Sofant Technologies – technical milestone in satellite communications

  • Demonstrated the world’s first fully functioning Ka-band transmit array in October 2025 using RF MEMS beamforming. Ka-band is a satellite frequency range; RF MEMS are micro-electro-mechanical switches used to steer signals efficiently.
  • Backed by European Space Agency and UK Space Agency programmes as it moves to early production and sales.
  • Completed c.£6.25 million equity fundraising in 2025 led by EMV.
  • EMV holds 1.1% direct (c.£0.5 million) and manages 24.1% for third parties (c.£12.5 million).

Q-Bot – leaner model, growth funding secured

  • UK robotics and AI for underfloor insulation and surveying.
  • Raised c.£1.1 million in 2025 led by EMV to support growth after transitioning to a lean technology business.
  • EMV holds 27.1% direct (c.£1.4 million) and manages 53.0% for third parties (c.£3.5 million).

Martlet Capital integration: strengthening fee streams

Martlet Capital Management is now fully integrated. The Martlet portfolio showed resilience and fair value progression, including an initial secondary exit generating approximately £320,000 at a 2.5x return. EMV’s EIS practice (Enterprise Investment Scheme – a UK tax-efficient vehicle for early-stage investing) co-invested in Martlet names Xampla and OctaiPipe and plans to do more, broadening diversity and future carried interest potential.

Outlook: cautious but constructive, with M&A signals

Market conditions for venture and exits remain challenging, and no major exits occurred in the period. However, several companies are engaged in potential M&A and strategic partnership discussions, which hints at a livelier corporate appetite. EMV remains focused on disciplined capital deployment, proactive portfolio management and scaling its Funds and Venture Building platforms.

The Board believes the Group is set up to benefit as capital market sentiment improves. Preliminary results are expected in May 2026.

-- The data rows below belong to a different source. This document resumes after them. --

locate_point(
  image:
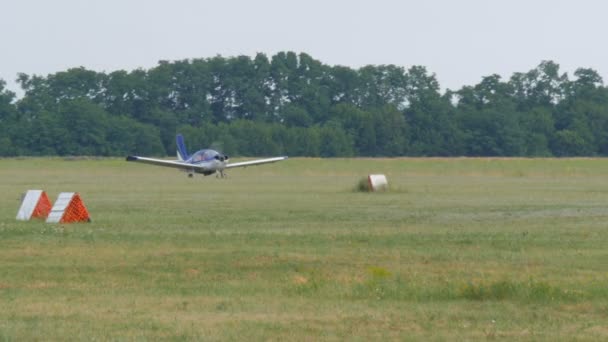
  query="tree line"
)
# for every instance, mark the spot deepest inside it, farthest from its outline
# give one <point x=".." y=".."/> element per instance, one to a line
<point x="293" y="104"/>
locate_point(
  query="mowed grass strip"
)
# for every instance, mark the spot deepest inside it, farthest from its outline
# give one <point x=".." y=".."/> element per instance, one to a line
<point x="457" y="249"/>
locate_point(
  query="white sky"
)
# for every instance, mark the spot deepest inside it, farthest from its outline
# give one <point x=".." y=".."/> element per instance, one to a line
<point x="460" y="41"/>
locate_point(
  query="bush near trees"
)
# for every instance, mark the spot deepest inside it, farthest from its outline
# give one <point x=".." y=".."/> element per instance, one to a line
<point x="293" y="104"/>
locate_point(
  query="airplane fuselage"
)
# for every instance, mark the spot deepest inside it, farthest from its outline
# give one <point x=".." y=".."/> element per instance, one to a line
<point x="208" y="162"/>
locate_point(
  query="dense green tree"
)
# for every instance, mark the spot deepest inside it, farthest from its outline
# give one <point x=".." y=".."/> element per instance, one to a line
<point x="291" y="103"/>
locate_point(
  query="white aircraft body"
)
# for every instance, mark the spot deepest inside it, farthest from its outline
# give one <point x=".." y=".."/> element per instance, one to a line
<point x="206" y="161"/>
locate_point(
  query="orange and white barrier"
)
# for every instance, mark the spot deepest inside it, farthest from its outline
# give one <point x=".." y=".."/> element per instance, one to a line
<point x="68" y="208"/>
<point x="377" y="182"/>
<point x="35" y="204"/>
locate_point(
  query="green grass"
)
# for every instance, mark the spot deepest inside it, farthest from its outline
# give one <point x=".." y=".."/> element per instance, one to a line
<point x="458" y="249"/>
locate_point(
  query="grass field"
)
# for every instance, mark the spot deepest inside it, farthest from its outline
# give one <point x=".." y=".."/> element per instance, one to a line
<point x="458" y="249"/>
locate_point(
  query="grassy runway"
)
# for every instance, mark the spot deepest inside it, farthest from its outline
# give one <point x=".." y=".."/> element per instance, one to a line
<point x="459" y="249"/>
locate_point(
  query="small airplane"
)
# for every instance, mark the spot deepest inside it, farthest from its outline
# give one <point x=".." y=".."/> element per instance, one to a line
<point x="206" y="161"/>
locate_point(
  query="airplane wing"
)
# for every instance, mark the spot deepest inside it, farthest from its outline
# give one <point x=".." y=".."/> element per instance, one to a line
<point x="255" y="162"/>
<point x="168" y="163"/>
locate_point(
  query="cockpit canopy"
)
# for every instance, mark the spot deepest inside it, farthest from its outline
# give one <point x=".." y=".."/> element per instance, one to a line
<point x="207" y="155"/>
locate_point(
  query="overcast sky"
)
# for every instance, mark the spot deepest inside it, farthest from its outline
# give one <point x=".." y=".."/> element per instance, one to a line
<point x="460" y="41"/>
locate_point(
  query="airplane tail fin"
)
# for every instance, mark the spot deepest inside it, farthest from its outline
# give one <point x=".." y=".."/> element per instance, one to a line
<point x="182" y="153"/>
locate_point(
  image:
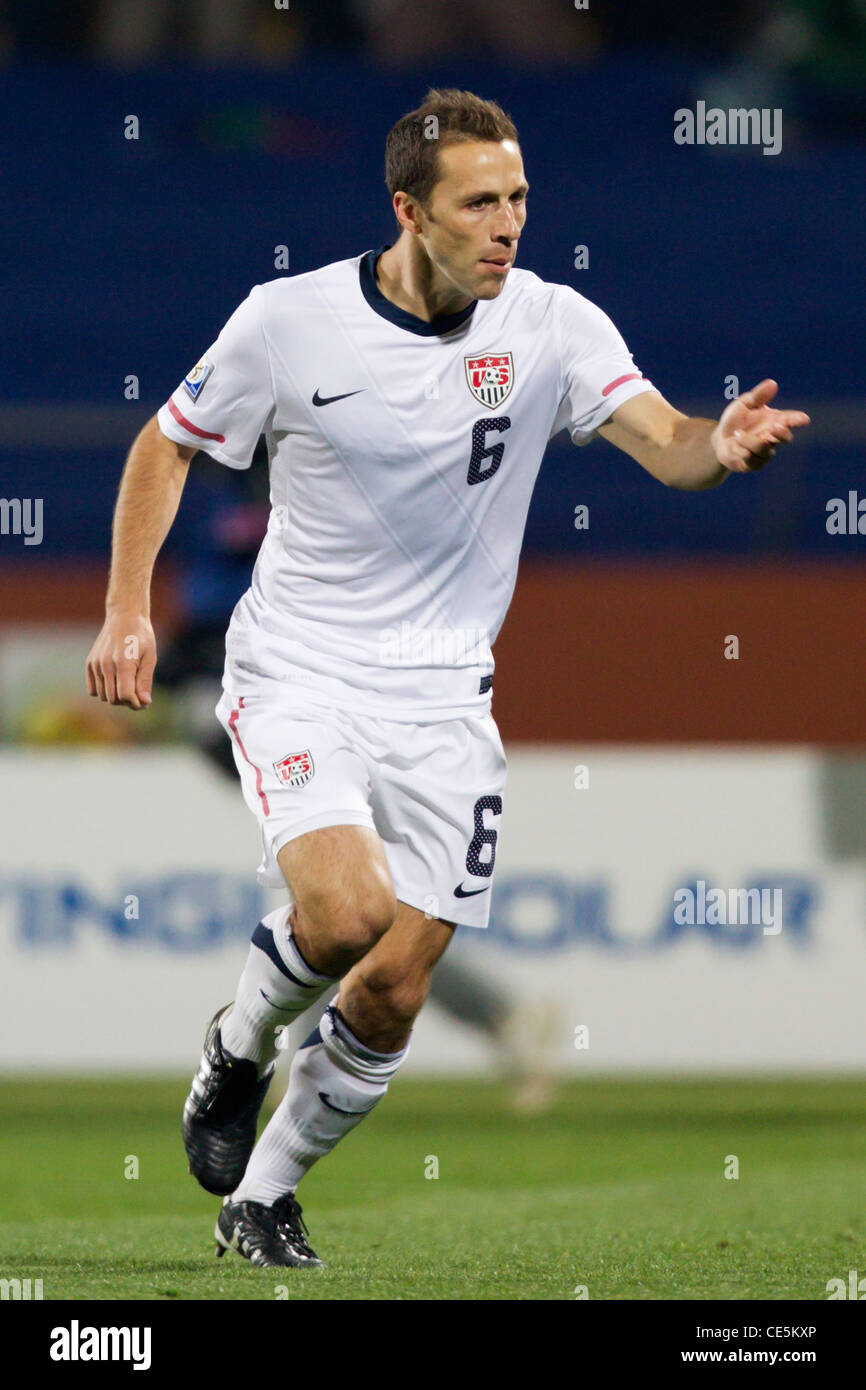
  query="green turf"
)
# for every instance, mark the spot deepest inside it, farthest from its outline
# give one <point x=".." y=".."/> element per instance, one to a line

My take: solid execution, but watch liquidity and exit timing

  • Positives: revenue up c.16%, AUM held above £100 million, and “core” revenue of approximately £3.2 million covering a significant chunk of operating costs. Venture Building is delivering impressive fair value creation, and portfolio companies are hitting meaningful milestones.
  • Strategic progress: full Martlet integration deepens fee-based resilience and opportunity for carried interest. Leadership hires and digital investment should lift operating leverage over time.
  • Watch-fors: year-end cash of £0.5 million and quoted securities of c.£0.3 million are on the light side, putting a premium on continued fee generation, fundraising momentum, and careful capital allocation. No major exits yet, so realising gains remains a key dependency on market conditions.

Overall, this reads as steady, sensible execution in a selective funding environment. If M&A activity in the portfolio translates into actual transactions, the platform is well placed to convert that into cash realisations and future fundraising firepower.

Disclaimer: This Blog is provided for general information about investments. It does not constitute investment advice. Information is taken from publicly available sources and any comment is that of the author who does not take any third party comment in the publication.